When playing the sweep you don’t want to be tall and upright because then when you go down to play the shot there are lots of rigid movements in there. You want to have soft knees so you’re not in a bad position to sweep, but if the ball is flat and fast you can still drive it.
If you’re thinking about playing the reverse-sweep you don’t want to give too many clues to the bowler, but you do need to have in your mind that you might be playing the shot so you’re not late on it. You might see some players softening and loosening their grip as the bowler’s running in so they can quickly manoeuvre into that position and get more leverage on the shot. If your grip is too tight then you can’t do that and you’re going to get into a bad position.
To work on using your wrists, when batting in the nets as a left-hander against an off-spinner, or a right-hander against a left-arm spinner, see how many balls you can play through the leg-side, against the spin.
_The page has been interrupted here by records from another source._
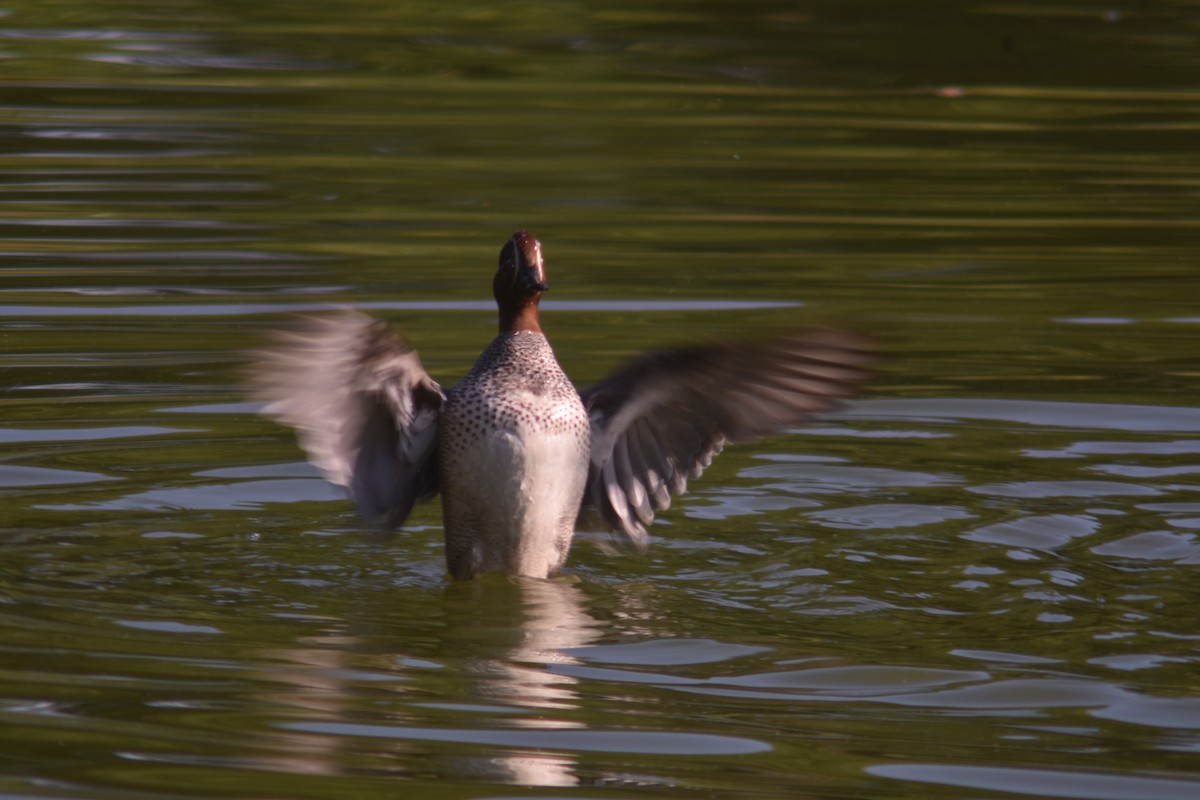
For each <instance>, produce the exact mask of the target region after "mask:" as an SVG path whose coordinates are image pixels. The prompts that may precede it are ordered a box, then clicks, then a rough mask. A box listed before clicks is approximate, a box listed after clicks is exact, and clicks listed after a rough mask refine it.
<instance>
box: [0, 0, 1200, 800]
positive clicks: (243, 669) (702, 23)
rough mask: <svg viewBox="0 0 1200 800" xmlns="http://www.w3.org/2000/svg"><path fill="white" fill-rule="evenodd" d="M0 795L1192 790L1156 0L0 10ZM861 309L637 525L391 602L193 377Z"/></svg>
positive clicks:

To be able to do that you’ll need to work the ball and have good, strong wrists. Try hitting three balls through the leg-side and then three balls through the off-side so it encourages a bit of fun but also skill.
If you’re coming down the track to the spinners try and keep your feet close together because if you come down with big paces then good bowlers can see that very quickly and you’ll be off balance when you play the shot.